July 6, 2013
Founder Diego Zambrano of Bondsy had a few interesting tidbits to share about his Brooklyn office, where he works with Josh Goldstein.
“We decorate our office with objects team members bring from home,” he explains. “Everybody has framed portraits with photos of their families and loved ones. We have a nut bar, and we prefer to work with low light – we call it sexy mode.”
In 2007, Zambrano was moving from Brazil to New York and realized it would be difficult to bring everything he owned with him. So he decided to get rid of it, and there were plenty of marketplaces available to do so.
But Zambrano wanted to give his friends first dibs on his stuff. So he took to Flickr and performed a life hack, by turning the premier photo sharing platform of the time into an auction site for his friends.
“The interesting thing was that most people did not reply by email,” says Zambrano. “My friends made offers using the Flickr platform functions.
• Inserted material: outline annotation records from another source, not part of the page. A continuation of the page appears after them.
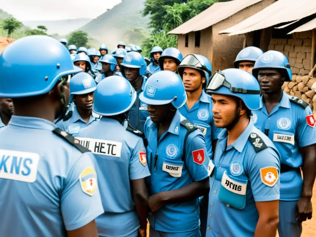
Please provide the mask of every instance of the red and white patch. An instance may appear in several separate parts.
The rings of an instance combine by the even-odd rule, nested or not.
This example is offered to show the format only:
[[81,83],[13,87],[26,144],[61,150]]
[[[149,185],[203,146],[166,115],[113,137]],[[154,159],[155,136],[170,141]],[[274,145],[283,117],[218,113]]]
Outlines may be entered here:
[[201,165],[205,160],[205,153],[204,149],[200,149],[192,152],[193,161],[197,164]]
[[313,128],[315,127],[316,120],[315,120],[315,118],[314,118],[314,115],[311,114],[310,115],[307,115],[306,117],[306,118],[307,125]]
[[146,159],[146,152],[145,151],[140,151],[138,152],[139,156],[139,161],[142,164],[145,166],[147,164],[147,160]]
It was far from perfect, but it worked.”
His friends asked questions, made offers, and slowly his possessions began to get snatched up. Some things went for money while others were given away for free, but the majority of the items were traded for dinner or beer.
Thus, the development of Bondsy was rooted in its relevance to Zambrano and his team. Operating as a social network for friendly transactions, Bondsy features a dedicated platform for bartering, selling, or sharing goods and services with people you trust.
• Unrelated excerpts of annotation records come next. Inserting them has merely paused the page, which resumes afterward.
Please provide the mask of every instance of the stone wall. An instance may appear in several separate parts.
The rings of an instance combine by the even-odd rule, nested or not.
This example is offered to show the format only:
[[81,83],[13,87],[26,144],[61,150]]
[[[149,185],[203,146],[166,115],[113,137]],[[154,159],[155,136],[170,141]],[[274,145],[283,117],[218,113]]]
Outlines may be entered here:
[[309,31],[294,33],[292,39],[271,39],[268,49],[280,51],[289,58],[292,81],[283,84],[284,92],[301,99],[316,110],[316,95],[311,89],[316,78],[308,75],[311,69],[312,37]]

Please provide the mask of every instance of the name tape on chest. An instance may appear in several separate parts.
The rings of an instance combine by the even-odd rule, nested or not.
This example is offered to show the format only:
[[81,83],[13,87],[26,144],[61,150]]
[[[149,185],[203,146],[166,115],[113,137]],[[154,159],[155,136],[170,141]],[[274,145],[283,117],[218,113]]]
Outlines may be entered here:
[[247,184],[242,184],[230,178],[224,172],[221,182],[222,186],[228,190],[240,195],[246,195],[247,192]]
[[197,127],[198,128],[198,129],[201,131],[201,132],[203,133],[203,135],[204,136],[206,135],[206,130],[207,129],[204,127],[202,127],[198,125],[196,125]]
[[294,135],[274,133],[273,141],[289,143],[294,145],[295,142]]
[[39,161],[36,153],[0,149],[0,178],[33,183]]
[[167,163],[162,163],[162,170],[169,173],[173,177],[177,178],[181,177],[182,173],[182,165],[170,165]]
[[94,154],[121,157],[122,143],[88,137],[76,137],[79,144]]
From within the app, users take pictures of their items, write a caption, and add pricetags. The pricing system is freeform, which means users can ask whatever they want for their item; you are not forced to pay with money. And any of your friends can repost your item for their friends to see.
But trace it back to its roots for a moment. When Zambrano was using Flickr as a pseudo-Bondsy platform, it connected him to his friends in real life. Bondsy goes far beyond sales and revolves around human connection by bridging the gap between online and offline.
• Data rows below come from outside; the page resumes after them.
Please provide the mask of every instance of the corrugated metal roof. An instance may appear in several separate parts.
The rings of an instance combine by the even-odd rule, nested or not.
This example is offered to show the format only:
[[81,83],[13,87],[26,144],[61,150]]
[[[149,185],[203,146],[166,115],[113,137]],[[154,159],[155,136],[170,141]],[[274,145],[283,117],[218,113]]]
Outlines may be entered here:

They say one person’s trash is another person’s treasure, and Bondsy certainly gives credence to that thought. We all place subjective value on certain items – like my blacklight posters that my girlfriend does not like (for whatever reason).
Instead of throwing items away, you can repurpose them via giving your friends an opportunity to make an offer. And the real fun is that you never know what you might be offered for your valuables.